Aldama Cañada, en el kiló­metro 24 de la Ruta II, barrio San Miguel de la ciudad de Capiatá, a unos 21 kilóme­tros de la capital. Aquí vivía un familiar de Wilson. Fue lo más cercano que encontra­ron los investigadores entre el taller de chapería y la casa de Johan.

Los agentes creían que en el atraco se utilizó inteli­gencia policiaca, es decir, lo planificaron pensando como agentes. Tener pun­tos de confianza cerca para abastecerse y aguardar por refuerzos en caso de ser necesario. Algo que para ese efecto quizás era indis­pensable, pero es inherente al uniformado su forma de actuar. El otro sitio donde iban a ejecutar allanamien­tos judiciales era en el barrio Tacuatí de Villeta, donde encontrarían el automóvil. Debían descartar que más personas estén involucradas en la protección de Wilson tras el atraco. Ambas ope­raciones se extendieron por horas, hasta la madrugada del 15 de setiembre.
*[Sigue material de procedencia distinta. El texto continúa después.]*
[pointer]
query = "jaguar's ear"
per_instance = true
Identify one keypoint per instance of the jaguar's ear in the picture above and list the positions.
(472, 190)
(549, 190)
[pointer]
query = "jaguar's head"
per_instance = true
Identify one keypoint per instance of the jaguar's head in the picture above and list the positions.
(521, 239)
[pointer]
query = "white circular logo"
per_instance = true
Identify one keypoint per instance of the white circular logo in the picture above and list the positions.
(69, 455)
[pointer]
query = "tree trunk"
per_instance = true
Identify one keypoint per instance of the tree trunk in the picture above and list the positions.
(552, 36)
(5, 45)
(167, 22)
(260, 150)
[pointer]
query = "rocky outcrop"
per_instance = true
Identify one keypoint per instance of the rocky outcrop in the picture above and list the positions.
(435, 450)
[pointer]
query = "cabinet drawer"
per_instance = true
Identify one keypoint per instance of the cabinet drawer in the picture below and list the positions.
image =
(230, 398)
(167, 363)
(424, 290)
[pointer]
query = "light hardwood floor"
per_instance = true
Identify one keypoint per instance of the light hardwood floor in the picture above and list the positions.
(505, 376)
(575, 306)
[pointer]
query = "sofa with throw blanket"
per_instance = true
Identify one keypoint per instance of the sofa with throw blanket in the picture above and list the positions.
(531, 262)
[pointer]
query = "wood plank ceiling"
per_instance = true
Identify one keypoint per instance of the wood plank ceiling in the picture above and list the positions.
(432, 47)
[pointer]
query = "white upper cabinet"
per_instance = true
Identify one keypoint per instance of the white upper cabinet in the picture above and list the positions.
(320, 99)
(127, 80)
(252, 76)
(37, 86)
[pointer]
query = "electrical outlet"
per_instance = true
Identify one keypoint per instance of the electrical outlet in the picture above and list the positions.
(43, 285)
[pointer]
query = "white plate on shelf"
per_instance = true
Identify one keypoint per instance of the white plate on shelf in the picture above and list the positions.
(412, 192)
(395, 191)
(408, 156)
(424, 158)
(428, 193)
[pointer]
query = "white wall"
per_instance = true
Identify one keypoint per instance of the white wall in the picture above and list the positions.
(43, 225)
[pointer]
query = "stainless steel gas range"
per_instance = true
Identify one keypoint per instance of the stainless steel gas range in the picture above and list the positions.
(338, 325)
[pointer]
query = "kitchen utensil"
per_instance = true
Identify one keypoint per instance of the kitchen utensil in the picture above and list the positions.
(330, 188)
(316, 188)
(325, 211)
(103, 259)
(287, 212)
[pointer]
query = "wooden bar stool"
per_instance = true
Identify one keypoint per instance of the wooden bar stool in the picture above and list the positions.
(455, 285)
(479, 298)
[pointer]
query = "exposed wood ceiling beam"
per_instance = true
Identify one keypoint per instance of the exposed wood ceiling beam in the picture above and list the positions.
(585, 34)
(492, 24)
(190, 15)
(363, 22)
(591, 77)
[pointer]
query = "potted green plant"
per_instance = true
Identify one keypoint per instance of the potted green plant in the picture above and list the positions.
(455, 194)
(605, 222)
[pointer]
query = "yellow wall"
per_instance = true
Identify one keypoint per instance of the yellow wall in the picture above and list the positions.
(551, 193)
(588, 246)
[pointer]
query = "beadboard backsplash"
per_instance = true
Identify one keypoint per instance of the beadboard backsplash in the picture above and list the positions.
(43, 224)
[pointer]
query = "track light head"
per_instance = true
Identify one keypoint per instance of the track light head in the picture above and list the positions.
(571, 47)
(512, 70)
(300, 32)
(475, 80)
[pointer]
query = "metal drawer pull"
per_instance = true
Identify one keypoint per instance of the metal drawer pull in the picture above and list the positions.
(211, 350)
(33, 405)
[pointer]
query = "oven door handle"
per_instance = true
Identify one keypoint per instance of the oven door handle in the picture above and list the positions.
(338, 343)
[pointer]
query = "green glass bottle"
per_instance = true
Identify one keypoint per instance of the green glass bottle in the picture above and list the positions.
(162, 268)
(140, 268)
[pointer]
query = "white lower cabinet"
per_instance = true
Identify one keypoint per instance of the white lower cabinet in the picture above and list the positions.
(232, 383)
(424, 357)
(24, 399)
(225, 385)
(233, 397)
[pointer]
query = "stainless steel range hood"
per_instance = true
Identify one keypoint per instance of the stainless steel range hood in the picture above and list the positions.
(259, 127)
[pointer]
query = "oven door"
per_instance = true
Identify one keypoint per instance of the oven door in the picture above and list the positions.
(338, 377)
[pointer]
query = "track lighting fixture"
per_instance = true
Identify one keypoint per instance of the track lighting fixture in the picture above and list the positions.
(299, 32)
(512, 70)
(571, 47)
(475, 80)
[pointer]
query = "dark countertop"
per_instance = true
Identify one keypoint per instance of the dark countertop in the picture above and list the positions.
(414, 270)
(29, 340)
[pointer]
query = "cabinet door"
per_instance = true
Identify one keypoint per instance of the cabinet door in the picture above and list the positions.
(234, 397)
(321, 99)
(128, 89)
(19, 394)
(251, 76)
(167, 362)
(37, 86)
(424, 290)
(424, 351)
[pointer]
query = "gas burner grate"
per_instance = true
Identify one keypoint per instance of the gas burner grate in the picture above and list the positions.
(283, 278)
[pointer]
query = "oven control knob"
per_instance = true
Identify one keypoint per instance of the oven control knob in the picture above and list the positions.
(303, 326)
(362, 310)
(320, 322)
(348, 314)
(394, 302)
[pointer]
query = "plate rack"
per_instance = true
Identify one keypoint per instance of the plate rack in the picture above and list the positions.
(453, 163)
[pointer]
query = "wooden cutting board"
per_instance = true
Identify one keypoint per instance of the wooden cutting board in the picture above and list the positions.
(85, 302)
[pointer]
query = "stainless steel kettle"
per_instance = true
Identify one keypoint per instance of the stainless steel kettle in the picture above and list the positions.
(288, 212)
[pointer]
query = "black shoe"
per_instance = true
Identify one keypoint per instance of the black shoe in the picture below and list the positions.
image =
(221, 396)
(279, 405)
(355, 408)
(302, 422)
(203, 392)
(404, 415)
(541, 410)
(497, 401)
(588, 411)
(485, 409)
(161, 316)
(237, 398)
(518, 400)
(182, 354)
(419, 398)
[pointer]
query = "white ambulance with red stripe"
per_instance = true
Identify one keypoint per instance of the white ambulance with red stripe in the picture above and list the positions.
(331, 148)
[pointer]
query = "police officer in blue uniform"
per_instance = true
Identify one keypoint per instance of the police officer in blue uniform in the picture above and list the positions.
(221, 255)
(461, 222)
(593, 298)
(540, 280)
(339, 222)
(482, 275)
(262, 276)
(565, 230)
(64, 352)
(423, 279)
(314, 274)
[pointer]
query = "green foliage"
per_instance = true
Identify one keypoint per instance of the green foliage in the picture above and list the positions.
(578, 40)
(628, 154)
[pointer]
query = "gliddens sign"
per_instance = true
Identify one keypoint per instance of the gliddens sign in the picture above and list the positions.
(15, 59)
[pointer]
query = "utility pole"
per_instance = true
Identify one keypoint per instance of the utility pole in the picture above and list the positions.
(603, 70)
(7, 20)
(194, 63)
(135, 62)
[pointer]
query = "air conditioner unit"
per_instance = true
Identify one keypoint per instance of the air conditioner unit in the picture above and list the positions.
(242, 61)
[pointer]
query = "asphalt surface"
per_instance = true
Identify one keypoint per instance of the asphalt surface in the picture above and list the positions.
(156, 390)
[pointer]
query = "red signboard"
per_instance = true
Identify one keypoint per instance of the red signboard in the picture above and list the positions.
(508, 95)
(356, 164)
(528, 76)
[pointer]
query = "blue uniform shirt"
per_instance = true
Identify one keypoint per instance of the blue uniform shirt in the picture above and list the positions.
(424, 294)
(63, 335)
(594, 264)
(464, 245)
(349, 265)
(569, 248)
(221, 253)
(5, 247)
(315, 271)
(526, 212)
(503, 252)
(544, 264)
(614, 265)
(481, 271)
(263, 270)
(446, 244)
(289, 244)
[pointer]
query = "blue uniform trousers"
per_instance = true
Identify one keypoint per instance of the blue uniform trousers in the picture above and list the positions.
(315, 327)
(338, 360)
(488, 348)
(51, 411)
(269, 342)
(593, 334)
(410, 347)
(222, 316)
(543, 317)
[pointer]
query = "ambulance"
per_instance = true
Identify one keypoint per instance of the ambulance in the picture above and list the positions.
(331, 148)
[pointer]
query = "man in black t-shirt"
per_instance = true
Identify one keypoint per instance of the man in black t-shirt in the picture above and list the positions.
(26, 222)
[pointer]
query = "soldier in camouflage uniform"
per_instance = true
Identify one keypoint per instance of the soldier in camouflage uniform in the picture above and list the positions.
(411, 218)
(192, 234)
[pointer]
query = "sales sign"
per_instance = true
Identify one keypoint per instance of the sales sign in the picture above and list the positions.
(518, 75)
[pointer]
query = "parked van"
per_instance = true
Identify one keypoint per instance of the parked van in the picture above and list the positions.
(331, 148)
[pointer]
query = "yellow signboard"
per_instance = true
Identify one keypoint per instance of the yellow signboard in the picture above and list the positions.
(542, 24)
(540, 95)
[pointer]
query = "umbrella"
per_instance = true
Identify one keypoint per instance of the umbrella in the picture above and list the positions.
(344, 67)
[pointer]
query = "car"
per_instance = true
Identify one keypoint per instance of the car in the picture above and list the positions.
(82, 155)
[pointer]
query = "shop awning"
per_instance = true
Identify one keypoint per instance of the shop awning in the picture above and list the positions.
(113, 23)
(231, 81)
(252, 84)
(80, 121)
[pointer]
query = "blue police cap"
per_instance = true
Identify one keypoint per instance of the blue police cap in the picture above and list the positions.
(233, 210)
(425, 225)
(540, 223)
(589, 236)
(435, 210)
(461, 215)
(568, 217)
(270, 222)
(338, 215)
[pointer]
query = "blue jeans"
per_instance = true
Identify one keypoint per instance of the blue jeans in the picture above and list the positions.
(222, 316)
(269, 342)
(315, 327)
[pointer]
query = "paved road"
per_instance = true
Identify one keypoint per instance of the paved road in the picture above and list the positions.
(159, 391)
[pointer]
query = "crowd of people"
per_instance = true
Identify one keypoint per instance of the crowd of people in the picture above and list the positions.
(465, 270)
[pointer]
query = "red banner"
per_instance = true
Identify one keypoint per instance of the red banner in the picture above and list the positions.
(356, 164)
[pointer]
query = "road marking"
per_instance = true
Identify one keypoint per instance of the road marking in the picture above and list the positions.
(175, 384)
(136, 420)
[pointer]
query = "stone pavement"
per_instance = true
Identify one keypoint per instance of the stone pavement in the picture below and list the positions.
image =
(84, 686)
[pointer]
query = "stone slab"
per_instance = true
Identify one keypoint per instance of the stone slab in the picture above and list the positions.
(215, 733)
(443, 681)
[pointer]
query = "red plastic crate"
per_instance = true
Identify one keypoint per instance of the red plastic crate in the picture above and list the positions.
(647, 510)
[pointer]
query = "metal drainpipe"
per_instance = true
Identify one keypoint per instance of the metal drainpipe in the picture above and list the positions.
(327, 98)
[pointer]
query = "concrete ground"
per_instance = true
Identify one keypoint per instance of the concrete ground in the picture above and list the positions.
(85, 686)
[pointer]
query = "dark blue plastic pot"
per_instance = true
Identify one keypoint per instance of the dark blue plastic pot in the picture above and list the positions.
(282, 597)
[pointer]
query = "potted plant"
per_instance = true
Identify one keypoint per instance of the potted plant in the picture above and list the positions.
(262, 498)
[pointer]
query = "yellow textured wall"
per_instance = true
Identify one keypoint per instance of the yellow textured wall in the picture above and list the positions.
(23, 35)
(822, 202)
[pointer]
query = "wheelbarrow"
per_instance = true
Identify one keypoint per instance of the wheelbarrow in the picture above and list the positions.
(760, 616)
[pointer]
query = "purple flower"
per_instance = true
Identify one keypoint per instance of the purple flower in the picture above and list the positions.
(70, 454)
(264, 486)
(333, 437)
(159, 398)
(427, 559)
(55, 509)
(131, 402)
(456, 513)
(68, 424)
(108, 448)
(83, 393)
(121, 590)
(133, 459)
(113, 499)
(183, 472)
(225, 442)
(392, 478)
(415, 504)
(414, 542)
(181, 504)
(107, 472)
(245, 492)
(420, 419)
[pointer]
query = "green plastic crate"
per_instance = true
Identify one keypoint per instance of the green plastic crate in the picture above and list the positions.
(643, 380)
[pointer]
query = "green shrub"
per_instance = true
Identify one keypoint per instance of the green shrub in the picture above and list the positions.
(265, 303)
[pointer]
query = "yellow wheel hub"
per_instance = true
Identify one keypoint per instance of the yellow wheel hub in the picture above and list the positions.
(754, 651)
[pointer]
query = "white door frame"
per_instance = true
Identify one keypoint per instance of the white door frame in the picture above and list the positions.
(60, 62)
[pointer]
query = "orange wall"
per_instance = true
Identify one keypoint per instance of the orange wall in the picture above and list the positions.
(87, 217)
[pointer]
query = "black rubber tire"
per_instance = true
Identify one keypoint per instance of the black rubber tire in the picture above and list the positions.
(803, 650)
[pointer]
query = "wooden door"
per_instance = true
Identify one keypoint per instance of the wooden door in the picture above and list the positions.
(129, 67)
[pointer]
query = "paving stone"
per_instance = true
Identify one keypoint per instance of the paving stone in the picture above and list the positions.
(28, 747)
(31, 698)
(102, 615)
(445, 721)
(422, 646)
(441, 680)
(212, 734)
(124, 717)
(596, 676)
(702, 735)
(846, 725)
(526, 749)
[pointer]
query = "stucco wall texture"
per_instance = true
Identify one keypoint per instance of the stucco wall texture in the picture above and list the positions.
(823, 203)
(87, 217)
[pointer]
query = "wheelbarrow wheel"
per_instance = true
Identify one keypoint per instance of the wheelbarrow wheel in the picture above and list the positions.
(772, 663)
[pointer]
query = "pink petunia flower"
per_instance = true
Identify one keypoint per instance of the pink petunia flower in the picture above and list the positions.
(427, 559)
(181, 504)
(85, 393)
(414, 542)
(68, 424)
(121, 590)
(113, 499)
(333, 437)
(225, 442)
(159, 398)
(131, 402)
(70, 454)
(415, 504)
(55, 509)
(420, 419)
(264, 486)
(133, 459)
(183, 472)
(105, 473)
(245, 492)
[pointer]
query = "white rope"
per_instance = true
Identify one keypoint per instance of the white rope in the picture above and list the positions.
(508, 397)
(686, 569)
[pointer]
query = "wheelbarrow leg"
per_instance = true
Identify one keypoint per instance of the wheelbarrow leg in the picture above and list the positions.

En la mañana de ese mismo día, el grupo de trasnochados agentes y la fiscal llegaron a la casa de la suegra del policía Wilson Martínez y ¡bingo!

La noche de desvelo ten­dría su premio. Bajo el col­chón de una de las preca­rias habitaciones como reserva de un banco, y sin ser dinero, estaba el botín que buscaban.